This Sunday will see the release of Nintendo's next handheld, the 3DS, and while the DS will surely remain viable for another year or so, some gamers are still giving the groundbreaking platform a sendoff this week. For them, Majesco has offered up quite a treat in the form of DreamRift's new game, Monster Tale. With its blend of 16- and 32-bit nostalgia, innovative touch screen elements, and all around winsomeness, DS owners couldn't ask for a better farewell for their old friend.
DreamRift's creative director Peter Ong previously worked on EA's innovative platformer/puzzle mash-up Henry Hatsworth and the Puzzling Adventure, and that experience is on display here. Monster Tale follows Henry Hatsworth in combining seemingly disparate game mechanics in creative new ways. But where Henry Hatsworth was a fairly straightforward (if extremely challenging) combination, Monster Tale takes a while to reveal its true depth. On the DS’s top screen, players control a little girl named Ellie, who has been transported into an expansive world filled with monsters and other transplanted humans who have come to dominate them. This part of the game resembles exploration-focused adventures like Metroid, Castlevania, and Wonder Boy in Monster World.
What sets Monster Tale apart from those games is its use of the DS's lower touch screen. Upon entering the new world, Ellie encounters a friendly monster named Chomp who becomes a companion on her quest. While Chomp can fight alongside Ellie and help her solve puzzles, he can also hang out in his “monster sanctuary” on the bottom screen. When he does, he becomes a kind of virtual pet, interacting with various toys (some of which double as weapons) and food items which are dropped by enemies and can be purchased from in-game stores.
Chomp is much more than a glorified Tamagotchi, though. The toys and food Ellie provides for him grant various stat increases which determine the course of his development. This, in turn, grants him various special abilities. As the game progresses, Chomp ages from a foundling to a teenager to an adult, with each age range having its own set of forms. It takes a bit of grinding to fully explore this system, but fortunately Chomp is lucky enough to be able to change from one stage of development to another at will. Even if he becomes an adult before you’ve discovered all of his foundling forms, you’re free to regress his age and keep working on unlocking everything.
What’s more, Chomp’s forms grant him elemental affinities that are shared by the other monsters in the world. They work in a kind of rock-paper-scissors system, with each element being strong against one and weak against another. Progressing through the game requires knowing what elemental affinity the monsters in a given area have, and changing Chomp’s form accordingly. On top of all this, each form also has special abilities that, if equipped for long enough, are mastered so that they can be equipped on any other form.
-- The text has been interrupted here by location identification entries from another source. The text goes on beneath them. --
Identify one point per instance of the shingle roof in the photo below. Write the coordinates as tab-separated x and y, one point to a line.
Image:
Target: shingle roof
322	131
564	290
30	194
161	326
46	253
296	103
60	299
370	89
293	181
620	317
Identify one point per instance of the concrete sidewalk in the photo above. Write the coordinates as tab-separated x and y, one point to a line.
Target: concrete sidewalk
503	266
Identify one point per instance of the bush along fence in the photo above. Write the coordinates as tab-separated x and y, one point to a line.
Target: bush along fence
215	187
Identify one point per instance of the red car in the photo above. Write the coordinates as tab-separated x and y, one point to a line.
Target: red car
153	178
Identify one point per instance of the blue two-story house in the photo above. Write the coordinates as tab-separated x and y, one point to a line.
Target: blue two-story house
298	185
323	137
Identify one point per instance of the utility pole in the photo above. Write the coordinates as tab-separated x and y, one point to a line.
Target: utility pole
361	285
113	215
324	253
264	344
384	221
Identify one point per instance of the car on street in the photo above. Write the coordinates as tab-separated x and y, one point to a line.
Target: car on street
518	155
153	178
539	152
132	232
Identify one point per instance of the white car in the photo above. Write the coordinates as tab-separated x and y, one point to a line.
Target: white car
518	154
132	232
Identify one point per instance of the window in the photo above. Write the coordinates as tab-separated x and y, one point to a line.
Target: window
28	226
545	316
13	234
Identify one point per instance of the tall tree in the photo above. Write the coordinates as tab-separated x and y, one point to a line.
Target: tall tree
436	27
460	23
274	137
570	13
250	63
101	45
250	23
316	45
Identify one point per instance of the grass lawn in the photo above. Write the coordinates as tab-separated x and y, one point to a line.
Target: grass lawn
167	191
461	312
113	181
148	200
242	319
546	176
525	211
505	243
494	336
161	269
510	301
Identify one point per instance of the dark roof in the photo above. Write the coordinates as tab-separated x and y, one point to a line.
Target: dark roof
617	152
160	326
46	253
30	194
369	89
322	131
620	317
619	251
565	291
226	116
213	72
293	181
Given Chomp’s similarities to virtual pets, this may sound a lot like Pokemon, but really it’s closer to Final Fantasy’s job system.
All of these mechanics are a lot of fun to explore, but they’re not, in and of themselves, what makes Monster Tale such a great sendoff for the DS. No, what really makes the game a success in this regard is that it feels like the culmination of everything that has defined the system. The elegant implementation of the “Metroidvania” and virtual pet game mechanics show how much sense the dual screens and touch controls—about which many gamers were so skeptical at the DS’s launch --- have come to make. Games like this might not exist at all if the DS hadn’t captured our imaginations.
Then there’s the nostalgia for mid-90s game design that has inspired the remaking of many a 16-bit RPG on the DS. It’s present, but there’s nothing cynical about it. Rather, it serves the double purpose of making the game feel warm and familiar, despite being completely new; and providing a meta-commentary about the end of the DS’s life. The game looks and feels like it might have arrived in the waning days of the SNES or Genesis. Instead, it has come in the twilight of the DS, a system on which the aesthetics of those 16-bit consoles have seen a rebirth in the form of games like Sonic Rush and Final Fantasy IV DS, among others.
Monster Tale is so good that it’s hard not to look ahead to the end of the 3DS’s life and wonder about the games that will encapsulate its best attributes. That’s a temptation we should avoid, though. Monster Tale is most enjoyable as the end of a journey that has taken place over the DS’s entire life, the product of all the successes and failures that have made the platform what it is today. Whatever new delights the 3DS has in store for us, we’ll enjoy them all the more if we take them as they come, along with all the highs and lows that are sure to accompany them.